Mr Ahern insisted that a deal to enable a return to power sharing in the North would happen.
"I totally and fully understand the concerns that the DUP have. I would share those but I think we are finding resolutions to the concerns," he said.
With the Independent Monitoring Commission report on IRA activity in January crucial to achieving a settlement, the Taoiseach said he hoped an agreement would be reached next year.
Mr Ahern refused to speculate on whether the so-called Colombia Three would be returned to south America to serve 17 years in jail for training FARC rebel guerillas.
Colombian authorities are pursuing an extradition order for Niall Connolly, Martin McCauley and James Monaghan but the Taoiseach refused to be drawn on the matter and said the rule of law had to run its course.
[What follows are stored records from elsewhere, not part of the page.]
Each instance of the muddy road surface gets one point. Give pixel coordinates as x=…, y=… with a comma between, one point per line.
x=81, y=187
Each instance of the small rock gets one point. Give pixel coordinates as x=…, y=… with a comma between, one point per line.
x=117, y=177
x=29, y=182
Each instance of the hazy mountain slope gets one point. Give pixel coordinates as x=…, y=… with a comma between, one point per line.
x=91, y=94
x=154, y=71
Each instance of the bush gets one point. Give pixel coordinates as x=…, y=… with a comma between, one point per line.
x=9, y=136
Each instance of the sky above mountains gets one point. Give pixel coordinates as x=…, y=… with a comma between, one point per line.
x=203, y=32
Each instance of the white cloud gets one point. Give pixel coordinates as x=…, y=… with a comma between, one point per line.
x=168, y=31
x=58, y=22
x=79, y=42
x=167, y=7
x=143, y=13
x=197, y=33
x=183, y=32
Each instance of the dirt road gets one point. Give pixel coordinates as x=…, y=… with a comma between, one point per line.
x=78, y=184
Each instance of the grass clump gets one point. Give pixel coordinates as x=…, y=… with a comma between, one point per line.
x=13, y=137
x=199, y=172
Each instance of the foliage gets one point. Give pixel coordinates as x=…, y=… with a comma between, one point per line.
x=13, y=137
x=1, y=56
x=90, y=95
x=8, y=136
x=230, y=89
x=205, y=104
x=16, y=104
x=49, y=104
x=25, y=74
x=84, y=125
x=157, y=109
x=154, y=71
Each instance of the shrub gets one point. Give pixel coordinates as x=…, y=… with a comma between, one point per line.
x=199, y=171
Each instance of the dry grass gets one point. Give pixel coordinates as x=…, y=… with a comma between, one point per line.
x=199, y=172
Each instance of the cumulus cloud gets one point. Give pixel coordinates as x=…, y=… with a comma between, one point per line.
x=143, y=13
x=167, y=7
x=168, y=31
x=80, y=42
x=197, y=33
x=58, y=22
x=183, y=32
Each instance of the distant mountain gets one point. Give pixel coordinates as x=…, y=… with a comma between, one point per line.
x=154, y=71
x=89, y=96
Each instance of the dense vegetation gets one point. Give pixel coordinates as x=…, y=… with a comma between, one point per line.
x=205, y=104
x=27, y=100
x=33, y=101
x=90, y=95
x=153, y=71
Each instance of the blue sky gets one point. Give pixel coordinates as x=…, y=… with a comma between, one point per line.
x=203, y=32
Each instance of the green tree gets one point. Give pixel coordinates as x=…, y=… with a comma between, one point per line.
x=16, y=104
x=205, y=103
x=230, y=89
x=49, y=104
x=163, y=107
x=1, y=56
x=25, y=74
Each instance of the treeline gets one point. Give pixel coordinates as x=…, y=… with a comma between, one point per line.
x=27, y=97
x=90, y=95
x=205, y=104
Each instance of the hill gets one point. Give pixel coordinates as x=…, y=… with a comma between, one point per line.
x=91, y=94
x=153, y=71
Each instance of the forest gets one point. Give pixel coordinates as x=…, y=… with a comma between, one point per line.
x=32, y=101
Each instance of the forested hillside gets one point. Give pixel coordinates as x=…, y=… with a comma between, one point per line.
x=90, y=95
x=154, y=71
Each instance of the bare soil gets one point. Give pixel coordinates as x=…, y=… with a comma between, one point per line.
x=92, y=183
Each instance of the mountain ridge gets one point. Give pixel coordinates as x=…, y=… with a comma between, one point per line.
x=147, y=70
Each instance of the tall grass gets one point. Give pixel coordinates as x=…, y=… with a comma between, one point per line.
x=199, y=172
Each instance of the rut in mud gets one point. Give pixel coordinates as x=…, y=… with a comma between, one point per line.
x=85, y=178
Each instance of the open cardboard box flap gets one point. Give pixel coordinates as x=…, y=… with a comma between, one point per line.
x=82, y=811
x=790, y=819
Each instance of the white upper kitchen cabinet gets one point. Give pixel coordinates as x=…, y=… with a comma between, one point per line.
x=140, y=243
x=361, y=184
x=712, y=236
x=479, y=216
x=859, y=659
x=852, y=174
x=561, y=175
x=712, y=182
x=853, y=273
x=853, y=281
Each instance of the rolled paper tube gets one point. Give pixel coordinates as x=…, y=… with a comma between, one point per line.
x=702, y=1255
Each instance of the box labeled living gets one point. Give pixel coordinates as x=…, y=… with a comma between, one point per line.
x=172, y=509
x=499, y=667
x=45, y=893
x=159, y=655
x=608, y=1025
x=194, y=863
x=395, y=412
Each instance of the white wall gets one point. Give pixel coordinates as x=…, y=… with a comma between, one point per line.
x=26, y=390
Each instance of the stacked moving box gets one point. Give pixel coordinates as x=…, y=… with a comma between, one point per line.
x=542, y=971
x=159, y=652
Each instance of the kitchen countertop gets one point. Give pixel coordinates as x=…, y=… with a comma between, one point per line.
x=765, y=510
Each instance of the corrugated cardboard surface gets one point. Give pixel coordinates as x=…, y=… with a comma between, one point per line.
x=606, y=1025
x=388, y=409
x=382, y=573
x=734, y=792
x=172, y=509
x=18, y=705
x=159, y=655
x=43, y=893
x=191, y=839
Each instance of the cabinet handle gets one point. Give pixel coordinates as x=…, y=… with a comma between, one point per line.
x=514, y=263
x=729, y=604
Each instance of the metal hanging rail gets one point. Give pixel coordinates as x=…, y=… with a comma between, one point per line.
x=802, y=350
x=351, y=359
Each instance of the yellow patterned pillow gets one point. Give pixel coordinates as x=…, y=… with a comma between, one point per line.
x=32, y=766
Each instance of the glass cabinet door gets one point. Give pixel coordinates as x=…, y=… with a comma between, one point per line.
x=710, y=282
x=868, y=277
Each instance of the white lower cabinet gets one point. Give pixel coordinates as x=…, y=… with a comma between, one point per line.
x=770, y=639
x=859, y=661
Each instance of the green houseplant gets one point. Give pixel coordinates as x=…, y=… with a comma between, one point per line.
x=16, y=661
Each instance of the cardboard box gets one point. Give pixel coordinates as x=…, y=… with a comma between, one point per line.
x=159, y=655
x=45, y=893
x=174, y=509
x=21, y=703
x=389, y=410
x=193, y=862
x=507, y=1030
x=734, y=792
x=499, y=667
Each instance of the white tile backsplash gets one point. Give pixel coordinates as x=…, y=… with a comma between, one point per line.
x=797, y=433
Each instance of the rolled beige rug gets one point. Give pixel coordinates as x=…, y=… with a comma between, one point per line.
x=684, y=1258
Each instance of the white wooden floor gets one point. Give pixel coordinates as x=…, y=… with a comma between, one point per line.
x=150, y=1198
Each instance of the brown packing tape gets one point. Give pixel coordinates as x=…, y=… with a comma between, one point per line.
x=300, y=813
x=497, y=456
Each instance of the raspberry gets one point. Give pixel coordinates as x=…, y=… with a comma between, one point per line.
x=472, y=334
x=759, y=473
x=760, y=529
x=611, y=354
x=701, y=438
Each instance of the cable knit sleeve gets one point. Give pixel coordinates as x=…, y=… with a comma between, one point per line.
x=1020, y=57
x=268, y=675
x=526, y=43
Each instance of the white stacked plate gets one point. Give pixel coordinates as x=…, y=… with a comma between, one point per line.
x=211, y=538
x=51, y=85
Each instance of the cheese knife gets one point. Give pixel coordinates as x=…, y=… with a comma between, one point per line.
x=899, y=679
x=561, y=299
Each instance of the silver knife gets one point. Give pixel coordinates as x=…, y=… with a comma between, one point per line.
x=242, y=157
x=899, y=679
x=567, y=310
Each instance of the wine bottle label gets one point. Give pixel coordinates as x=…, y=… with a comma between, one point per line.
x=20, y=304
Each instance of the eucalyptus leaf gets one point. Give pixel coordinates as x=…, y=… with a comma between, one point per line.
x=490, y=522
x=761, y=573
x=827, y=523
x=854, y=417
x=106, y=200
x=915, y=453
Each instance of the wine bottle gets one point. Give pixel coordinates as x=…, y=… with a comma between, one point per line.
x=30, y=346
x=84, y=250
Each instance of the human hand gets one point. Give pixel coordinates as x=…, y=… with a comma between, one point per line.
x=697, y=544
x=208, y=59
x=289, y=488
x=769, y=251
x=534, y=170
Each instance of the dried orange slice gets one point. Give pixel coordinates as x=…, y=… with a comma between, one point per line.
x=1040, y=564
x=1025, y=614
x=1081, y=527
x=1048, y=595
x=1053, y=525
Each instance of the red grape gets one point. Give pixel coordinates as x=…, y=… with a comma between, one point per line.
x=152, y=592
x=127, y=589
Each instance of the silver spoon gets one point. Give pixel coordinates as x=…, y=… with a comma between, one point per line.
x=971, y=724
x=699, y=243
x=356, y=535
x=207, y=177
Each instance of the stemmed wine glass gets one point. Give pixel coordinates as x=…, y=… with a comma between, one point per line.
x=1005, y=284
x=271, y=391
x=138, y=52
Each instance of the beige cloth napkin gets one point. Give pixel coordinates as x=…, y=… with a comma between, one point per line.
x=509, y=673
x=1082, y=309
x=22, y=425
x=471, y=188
Mr Ahern said no deal had been done to release a four-man IRA gang jailed over the killing of Garda Jerry McCabe.
"That is out of the equation now for all of the reasons and all of the sensitivities that came up," he said.
The Taoiseach insisted the men jailed for manslaughter - Kevin Walsh, Pearse McAuley, Jeremiah Sheehy and Michael O'Neill - would not get early release. He said the gang would serve their sentences in full and that on-the-run IRA members wanted for the killing would not be given an amnesty.